Sometimes those symptoms are caused by things out of our control; but many times those symptoms are caused some things that are within our control: our food consumption, our weight, and our exercise, for example. As I wrote in a previous article, Obesity: Our Nation’s No. 1 Health Concern, “Obesity is the key element we need to focus on fixing as a nation to improve our overall health and longevity.” Extra weight can cause a whole host of issues that correlate to the top 10 causes of death in the U.S. as listed by the Centers for Disease Control (CDC).

Hippocrates, often referred to as the father of modern medicine, is credited with saying, “Let food by the medicine and let thy medicine be food.” Yes, of course, if someone is diagnosed with heart disease, diabetes, atherosclerosis, cancer, pneumonia or other life-threatening illnesses, we certainly need to intervene first with medications to bring things back under control as quickly as possible and get that person stabilized and out of immediate danger. But we can’t stop there. If we take back control of our food consumption, add more vegetables and fruit to our daily diets and dial back packaged and processed foods, we will have gone a long way towards reclaiming a long, healthy life and pushing health concerns as we age into the background; we can eliminate or at least reduce expensive treatments, pills, surgeries and complications. Exercise is the other half of the obesity-prevention equation. One of my mottos is, “Keep your inner army strong.” Diet, exercise and mental clarity and focus all are a part of that.

Changing our food and exercise patterns is a long-term process that some people never accomplish. After all, it’s not easy to change the habits of a lifetime when it comes to food consumption. But it should be a focus – at least one aspect of treatment when it comes to dealing with life-threatening illness.

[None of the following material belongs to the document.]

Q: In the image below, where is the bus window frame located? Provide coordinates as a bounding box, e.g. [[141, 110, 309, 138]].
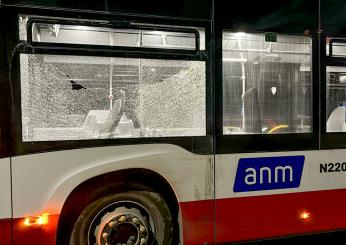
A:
[[215, 27, 320, 154], [11, 13, 213, 155], [26, 17, 202, 55]]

Yes, we should figure out how to get the costs of prescription medications lower on a global scale with the help of the government through legislation as well as with the help of pharmaceutical manufacturers bringing costs more in line with affordability. But we also need to do our part in trying to make sure we don’t set ourselves up to need some of those costly medications in the first place. Yes, I know that in some cases that can’t be helped. If you get a severe, immediate, life-threatening allergic reaction to something – a bee sting or a specific food, for example – you’re going to need that EpiPen injection stat. However, from the proverbial 10,000-foot view, managing our food consumption and ramping up our exercise can go a long way towards keeping us youthful and away from having to use some of those costly medications.